The inclusive path forward is one of interoperability where chains benefit from one another and users don’t have to choose between capabilities or features. But in order for chains to be interoperable, they require a mechanism for cross-chain communication.

The Keep connection

The Keep Network is a privacy layer for public chains that supports deep interactivity with private data and interoperability across chains. It does this with keeps, smart contracts that allow other smart contracts to interact with private data in a secure way.

Keep supports cross-chain communication with threshold elliptic curve digital signature algorithm (t-ECDSA) keeps. Built on ECDSA, an algorithm supported by many of the top blockchains, t-ECDSA keeps facilitate decentralized group signing with multi-party threshold signatures even if group signatures are not available on the host chain.

t-ECDSA keeps

Implemented with secure multi-party computation (sMPC), t-ECDSA keeps make it possible for contracts to communicate cross-chain by signing transactions between chains with a number of geographically distributed threshold signers.
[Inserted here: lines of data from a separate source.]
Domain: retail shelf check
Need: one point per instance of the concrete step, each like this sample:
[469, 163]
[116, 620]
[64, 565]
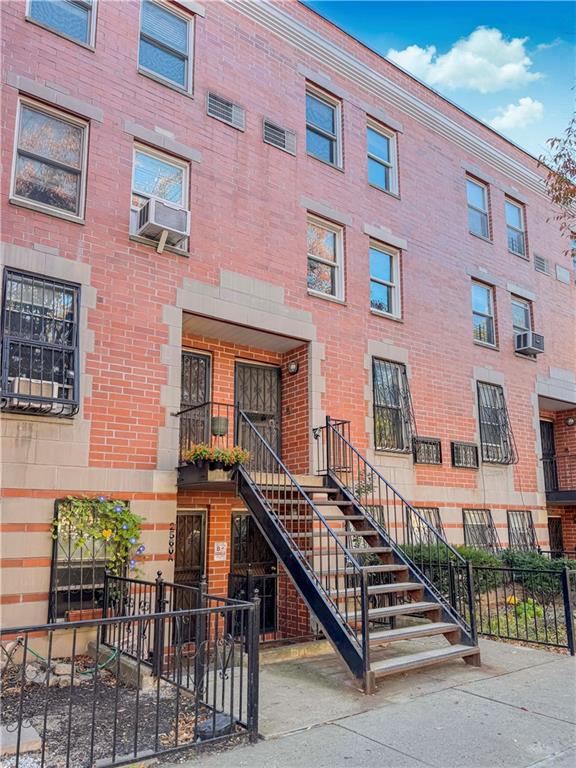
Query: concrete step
[416, 630]
[422, 659]
[405, 609]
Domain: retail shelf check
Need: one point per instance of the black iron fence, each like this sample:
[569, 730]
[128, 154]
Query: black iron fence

T-ECDSA keeps secure the transactions with multiple individual key shares, held independently by multiple signers. Decentralized signing is performed with sMPC for computation on private key shares without revealing them. Responsibility for signatures is divided, requiring a threshold number of participants to create a signature using their key shares.

Homomorphic encryption allows secret sharing within the threshold multi-signer system. This facilitates public key cryptography while ensuring that each key is kept private. Read more about homomorphic encryption in my earlier blog post entitled, “Keeping Secrets in Public Places with Homomorphic Encryption”.

How t-ECDSA keeps work

An Ethereum smart contract asks our network to open a new t-ECDSA keep. This keep is backed by a group of randomly selected signers from our sMPC cluster. Those signers use t-ECDSA to generate the key and provide a signature. The signers can sign anything, including blockchain transactions. The Ethereum smart contract can ask the keep to sign a transaction on any blockchain-based on ECDSA, Bitcoin is just one of them.

This mechanism is trustless because signers are independent; they’re people and organizations running sMPC cluster nodes. Joining a cluster is done via the KEEP work token. The signed transaction can be anything. For example, it can be an order to send funds somewhere — we can issue BTC transfer from the ETH chain. As a result, BTC is controlled from the ETH chain, which is just one of the possibilities for a t-ECDSA bridge.

We can build entire applications on top of that and add various rules to accommodate needs. As such, the Keep network is like a bridge, connecting the interoperability gap between those two chains.

Building on Ethereum, and beyond

Keeps can sign transactions on any chain developed with ECDSA, meaning that we aren’t limited to transactions just between ETH-BTC. Today, 12 of the top 20 coins on CoinMarketCap use ECDSA, including BTC, LTC, XRP, BCH, BNB, DASH, and more. An “ETH-ETH” bridge could be used to sign a 0x order, normally only possible via a live user within a dApp.

Further, the sMPC cluster we are working on can be integrated with any chain. So, rather than focusing on the particular features of two specific chains, we’re able to focus on connecting supporting chains.

Interoperability happens when blockchains can talk to one another. We’re building bridges for cross-chain communication with t-ECDSA, a mechanism to break down barriers and connect public blockchains.